Mrs Nurthen spent two years in a Catholic Church-run foster home in Dortmund during the 1960s. "The people who ran these homes, the religious orders, Germany's juvenile justice authorities and the churches – they all owe us an explanation," she said.

She was sent to the home run by the Charitable Sisters of the order of St Vincent de Paul. Her crime was that she had failed to return home after a night out dancing with her boyfriend.

She was picked up by the police the following morning trying to hitch hike back to her single parent mother. Her mother informed the local authorities and 24 hours later a juvenile court dispatched her to the home after ruling that she was "in danger of committing further acts of depravity".

She remembers being taken into a room by a nun and ordered to put on one of the institution's grey uniform dresses. The slightest transgressions brought beatings and other punishments from the nuns. "We were watched over every minute of the day. When we undressed for the night the nuns stared at our private parts and checked that they were 'washed clean'," she said.

Seven years ago, Mrs Nurthen and some 30 other former home inmates tried to obtain church documents relating to their time spent in the institutions, in order to expose the scandal and obtain some form of financial compensation.

She was told by the civil authorities that all documents relating to her case had been lost or destroyed. She contacted the Paderborn headquarters of the Charitable Sisters order that ran the home where she was held. She was told: "We have no documents. Our old sisters who were in the homes want to be left in peace. We don't want to get them involved in discussions of this nature."

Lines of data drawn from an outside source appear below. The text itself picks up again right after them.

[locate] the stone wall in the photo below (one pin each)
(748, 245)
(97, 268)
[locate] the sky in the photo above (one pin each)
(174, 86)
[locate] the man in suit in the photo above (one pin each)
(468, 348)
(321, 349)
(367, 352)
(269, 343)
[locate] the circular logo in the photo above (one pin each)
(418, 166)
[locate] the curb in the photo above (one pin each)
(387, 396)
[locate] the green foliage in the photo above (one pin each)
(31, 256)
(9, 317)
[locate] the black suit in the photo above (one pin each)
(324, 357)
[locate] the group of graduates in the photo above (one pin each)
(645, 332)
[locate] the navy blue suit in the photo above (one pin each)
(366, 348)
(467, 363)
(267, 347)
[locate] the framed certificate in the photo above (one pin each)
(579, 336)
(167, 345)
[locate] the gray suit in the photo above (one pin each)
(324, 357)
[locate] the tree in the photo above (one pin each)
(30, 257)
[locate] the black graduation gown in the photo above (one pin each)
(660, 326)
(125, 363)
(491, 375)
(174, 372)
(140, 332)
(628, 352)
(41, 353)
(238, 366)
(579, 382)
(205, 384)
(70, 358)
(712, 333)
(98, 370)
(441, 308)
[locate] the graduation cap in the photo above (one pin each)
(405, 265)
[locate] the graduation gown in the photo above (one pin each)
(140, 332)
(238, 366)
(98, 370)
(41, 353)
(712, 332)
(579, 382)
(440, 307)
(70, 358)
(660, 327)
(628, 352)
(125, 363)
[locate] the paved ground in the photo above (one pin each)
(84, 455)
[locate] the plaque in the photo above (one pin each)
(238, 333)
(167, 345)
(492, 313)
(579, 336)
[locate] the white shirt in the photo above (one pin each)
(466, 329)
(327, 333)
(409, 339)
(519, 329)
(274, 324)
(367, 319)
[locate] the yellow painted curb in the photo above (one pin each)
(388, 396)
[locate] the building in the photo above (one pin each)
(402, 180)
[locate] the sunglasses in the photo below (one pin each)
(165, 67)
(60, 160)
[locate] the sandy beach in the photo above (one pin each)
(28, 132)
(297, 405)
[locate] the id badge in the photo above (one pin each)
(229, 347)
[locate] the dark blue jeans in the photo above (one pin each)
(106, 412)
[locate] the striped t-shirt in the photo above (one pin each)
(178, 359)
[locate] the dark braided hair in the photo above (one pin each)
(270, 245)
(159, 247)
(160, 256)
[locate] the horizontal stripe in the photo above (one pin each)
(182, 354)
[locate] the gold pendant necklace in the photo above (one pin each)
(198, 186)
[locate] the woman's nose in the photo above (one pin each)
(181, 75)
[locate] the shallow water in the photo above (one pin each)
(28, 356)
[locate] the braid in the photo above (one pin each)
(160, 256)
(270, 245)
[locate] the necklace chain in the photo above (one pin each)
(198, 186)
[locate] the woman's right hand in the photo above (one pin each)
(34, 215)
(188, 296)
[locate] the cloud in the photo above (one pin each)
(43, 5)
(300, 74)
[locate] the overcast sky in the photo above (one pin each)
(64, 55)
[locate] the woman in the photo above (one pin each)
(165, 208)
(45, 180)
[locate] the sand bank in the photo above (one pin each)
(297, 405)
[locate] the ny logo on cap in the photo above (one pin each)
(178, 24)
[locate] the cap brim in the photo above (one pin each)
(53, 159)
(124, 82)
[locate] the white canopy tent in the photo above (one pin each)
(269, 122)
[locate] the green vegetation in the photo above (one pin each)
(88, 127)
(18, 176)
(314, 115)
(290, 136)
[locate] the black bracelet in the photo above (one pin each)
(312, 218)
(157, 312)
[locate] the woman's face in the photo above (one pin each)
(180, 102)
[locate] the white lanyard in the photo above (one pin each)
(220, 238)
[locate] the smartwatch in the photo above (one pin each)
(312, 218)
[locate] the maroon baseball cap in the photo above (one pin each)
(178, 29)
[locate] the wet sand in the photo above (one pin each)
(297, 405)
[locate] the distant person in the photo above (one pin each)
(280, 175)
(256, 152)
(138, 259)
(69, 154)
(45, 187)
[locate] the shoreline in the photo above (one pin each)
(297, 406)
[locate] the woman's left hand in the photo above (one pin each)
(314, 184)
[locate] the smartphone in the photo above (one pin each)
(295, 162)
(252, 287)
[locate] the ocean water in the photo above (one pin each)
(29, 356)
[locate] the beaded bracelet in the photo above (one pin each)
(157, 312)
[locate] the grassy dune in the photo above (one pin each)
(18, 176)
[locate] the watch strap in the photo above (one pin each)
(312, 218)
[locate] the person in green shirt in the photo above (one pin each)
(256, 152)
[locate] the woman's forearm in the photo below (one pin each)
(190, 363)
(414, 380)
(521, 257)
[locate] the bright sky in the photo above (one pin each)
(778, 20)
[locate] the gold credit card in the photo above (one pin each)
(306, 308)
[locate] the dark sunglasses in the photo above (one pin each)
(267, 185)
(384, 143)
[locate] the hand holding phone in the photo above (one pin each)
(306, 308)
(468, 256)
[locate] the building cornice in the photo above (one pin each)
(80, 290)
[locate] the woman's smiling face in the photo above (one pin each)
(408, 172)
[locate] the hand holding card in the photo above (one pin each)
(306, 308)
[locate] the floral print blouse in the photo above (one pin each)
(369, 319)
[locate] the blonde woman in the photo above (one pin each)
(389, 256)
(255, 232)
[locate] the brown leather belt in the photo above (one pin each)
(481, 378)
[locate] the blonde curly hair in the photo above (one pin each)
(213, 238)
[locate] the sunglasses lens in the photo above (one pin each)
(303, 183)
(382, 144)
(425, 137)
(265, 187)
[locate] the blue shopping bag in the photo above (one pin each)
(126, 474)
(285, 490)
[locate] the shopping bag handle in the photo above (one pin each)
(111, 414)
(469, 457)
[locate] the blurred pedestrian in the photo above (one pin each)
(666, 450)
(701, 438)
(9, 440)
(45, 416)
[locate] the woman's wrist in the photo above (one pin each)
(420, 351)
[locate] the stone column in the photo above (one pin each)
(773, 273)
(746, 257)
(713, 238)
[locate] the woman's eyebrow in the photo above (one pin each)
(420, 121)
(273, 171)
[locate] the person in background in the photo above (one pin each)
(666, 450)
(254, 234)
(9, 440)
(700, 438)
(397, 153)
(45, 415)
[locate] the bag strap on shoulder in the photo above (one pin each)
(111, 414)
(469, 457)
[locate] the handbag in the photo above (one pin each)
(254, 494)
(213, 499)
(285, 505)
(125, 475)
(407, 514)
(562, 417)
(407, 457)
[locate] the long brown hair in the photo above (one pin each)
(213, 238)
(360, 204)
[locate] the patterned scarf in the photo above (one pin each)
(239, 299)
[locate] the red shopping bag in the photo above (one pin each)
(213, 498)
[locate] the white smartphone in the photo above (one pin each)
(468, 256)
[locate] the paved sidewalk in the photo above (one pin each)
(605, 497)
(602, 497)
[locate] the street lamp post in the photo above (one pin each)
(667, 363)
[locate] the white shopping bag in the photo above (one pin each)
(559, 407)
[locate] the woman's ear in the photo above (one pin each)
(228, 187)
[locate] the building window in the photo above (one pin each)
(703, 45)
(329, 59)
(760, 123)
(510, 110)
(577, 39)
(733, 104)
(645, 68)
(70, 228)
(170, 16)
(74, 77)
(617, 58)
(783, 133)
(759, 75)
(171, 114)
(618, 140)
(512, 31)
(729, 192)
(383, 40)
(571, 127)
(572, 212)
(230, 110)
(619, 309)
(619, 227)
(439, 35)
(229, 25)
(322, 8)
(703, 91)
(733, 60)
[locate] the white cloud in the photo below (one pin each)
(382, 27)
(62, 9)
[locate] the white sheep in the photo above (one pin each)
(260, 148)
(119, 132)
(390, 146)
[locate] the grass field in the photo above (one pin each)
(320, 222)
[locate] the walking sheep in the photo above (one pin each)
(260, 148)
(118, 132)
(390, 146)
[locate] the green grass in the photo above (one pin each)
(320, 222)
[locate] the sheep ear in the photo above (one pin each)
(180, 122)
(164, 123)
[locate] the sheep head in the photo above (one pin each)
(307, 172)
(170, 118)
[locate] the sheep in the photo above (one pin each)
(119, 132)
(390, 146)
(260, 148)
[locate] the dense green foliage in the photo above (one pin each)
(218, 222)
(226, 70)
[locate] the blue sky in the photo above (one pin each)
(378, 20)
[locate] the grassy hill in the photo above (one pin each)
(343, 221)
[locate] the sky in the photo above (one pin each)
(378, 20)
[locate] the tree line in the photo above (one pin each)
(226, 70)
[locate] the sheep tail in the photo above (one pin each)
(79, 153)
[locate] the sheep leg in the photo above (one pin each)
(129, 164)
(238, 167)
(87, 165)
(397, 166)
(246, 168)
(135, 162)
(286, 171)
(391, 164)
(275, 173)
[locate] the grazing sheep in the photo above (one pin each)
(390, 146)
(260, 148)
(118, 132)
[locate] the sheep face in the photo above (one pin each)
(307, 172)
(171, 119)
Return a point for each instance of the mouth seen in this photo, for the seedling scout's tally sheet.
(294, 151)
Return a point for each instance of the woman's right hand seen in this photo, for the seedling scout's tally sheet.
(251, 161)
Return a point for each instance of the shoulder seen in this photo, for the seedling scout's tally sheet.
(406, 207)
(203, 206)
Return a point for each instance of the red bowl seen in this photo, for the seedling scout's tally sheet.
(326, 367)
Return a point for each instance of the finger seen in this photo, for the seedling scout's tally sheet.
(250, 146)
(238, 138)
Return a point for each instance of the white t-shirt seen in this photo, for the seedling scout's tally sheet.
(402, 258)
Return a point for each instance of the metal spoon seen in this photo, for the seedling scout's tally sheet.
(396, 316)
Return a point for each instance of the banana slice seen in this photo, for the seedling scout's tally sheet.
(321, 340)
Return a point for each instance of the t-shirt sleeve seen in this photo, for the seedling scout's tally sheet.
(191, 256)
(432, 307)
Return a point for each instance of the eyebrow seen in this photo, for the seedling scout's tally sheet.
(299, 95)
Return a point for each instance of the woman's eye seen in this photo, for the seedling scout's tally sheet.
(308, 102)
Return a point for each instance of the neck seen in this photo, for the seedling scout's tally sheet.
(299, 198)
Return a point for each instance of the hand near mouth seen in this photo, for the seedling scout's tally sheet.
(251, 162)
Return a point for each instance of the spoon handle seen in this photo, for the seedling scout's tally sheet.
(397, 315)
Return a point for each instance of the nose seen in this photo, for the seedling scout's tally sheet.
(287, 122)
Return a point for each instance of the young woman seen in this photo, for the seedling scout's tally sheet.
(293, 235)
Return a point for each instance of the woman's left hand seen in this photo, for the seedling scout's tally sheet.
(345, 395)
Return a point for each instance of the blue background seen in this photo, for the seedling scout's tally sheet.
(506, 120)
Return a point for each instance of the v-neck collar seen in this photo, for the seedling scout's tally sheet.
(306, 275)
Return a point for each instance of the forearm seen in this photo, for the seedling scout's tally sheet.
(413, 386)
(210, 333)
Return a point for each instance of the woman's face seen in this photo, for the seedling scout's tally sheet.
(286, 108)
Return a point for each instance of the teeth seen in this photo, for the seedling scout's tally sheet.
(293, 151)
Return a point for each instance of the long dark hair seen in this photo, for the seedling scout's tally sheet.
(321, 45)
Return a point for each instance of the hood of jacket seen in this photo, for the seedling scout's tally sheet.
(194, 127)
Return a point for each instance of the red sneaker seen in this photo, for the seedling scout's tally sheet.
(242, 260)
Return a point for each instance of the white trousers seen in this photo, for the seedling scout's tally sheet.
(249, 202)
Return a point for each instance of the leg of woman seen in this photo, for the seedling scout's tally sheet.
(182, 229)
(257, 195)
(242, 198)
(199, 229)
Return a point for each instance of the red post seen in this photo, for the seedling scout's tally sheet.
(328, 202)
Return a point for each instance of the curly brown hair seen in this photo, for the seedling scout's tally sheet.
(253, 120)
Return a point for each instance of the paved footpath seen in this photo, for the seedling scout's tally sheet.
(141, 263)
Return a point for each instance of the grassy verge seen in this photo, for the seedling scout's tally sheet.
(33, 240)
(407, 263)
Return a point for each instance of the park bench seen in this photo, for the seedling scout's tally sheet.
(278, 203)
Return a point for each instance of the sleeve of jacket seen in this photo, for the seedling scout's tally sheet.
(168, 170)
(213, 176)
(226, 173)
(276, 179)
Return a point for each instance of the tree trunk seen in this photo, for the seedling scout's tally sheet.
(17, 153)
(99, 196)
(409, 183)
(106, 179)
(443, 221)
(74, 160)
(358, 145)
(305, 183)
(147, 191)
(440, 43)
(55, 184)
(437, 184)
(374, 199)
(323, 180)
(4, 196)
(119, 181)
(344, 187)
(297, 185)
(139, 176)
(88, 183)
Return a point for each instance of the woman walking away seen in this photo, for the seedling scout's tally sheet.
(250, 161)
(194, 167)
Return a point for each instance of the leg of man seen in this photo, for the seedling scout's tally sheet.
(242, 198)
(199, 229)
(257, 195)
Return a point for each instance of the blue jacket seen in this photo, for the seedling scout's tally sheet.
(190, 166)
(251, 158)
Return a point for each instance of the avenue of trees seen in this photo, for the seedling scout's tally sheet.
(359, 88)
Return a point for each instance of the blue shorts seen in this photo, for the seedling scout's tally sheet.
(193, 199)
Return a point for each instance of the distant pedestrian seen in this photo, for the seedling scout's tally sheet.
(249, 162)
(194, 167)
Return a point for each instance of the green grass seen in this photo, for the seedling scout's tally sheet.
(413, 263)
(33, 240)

P ublication of Gisela Nurthen's story led the German parliament to set up a review which yesterday agreed to give compensation for foster-home victims.

Abuses of trust

Magdalene laundries, Ireland

Rights groups continue to fight for women who stayed at workhouses for "fallen women" dubbed "Magdalene laundries" that operated for more than 100 years until 1996. Nuns who ran them were accused of systematic abuse.



Boston diocese sex abuse scandal

The conviction of Catholic priests in Boston for child abuse triggered a crisis in the Catholic Church in the US and led to a series of payouts to their victims.

North Wales care homes

Some 200 youngsters were abused in children's homes in the 1970s and 1980s in North Wales. The Waterhouse Report, ordered in 1996 by William Hague to look into the scandal, spoke of systematic abuse and a culture of secrecy and violence at homes in Clwyd and Gwynedd. The abuse came to light when the head of one of the homes came forward with her concerns.